Selecting “Transform data” will bring us to the next screen, which is a Power Query editor. Power Query uses the M formula language, a data transformation language developed by Microsoft. The reference docs for the M language document the “Accessing data functions”, a list of functions that can be used to ingest data into Power Query. When we open our Power Query editor to the default query, we see that the “Sql.Databases” function is being used to grab information from the connected database.

After browsing through the 1,394-page PDF version of the M language, I noticed that the “Sql.Database” function (note the missing “S”) has an optional parameter called “Query”. This parameter is described as “A native SQL query used to retrieve data”.

If you pop the following Power Query code into the editor, a warning is displayed saying that “Native queries may be unsafe and alter the database”.

Well, “alter the database” is my middle name, so after hitting “Continue,” we’re rewarded with the output of a native SQL query.

Just to recap, here’s how you can abuse this to compromise an on-premises SQL server with nothing but access to a Power Apps license:

1. A user creates an application that uses an on-prem SQL connection and shares it with everyone, either on purpose or inadvertently.
2. An attacker creates a new flow and adds a “Transform data with Power Query” action using the existing SQL connection.
3. If the connected user is a SQL admin or has impersonation privileges, or there are any privileged SQL links or cleartext credentials in databases, or you’ve obtained other privileged cleartext credentials, you can now pivot to an on-premises SQL server.

According to these Microsoft docs that were last updated in 2022, if you share an app that uses data from a gateway, then the gateway will be shared as well.
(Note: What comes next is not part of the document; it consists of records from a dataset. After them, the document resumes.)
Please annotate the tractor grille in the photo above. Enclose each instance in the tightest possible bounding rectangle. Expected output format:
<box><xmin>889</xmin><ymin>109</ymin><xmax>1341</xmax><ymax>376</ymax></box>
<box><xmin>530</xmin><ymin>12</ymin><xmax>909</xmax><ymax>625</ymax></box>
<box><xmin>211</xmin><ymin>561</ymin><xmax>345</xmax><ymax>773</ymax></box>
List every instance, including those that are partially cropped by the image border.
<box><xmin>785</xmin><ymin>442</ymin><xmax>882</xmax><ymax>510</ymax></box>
From testing in my tenant, this no longer seems to be the case. That said, if you do have access to a gateway, then you can create new connections through it, which means you are no longer limited by the existing connections. This does mean that you need to have compromised plaintext credentials for AD or SQL accounts and know the hostnames of SQL servers, although it’s not uncommon to come across this info in SharePoint/Confluence.

You can also take advantage of other connectors that use gateways, such as the “File System” action. This also requires you to have valid credentials and hostnames, but it means you can read/write files on internal hosts.

If you get access to an account with Power Apps access, you’ll want to check all the environments that you have access to. You can see this by selecting the “Environment” drop-down in the upper right corner. In each environment, you’ll want to select “… More” and then “Discover All”. This will take you to a page where you can navigate to everything in Power Apps.

From there, you can select “Connections” to see any connections you have access to, and “Gateways” to see any gateways you have access to. You can also see who owns the connections, so you can check if the user is privileged or not.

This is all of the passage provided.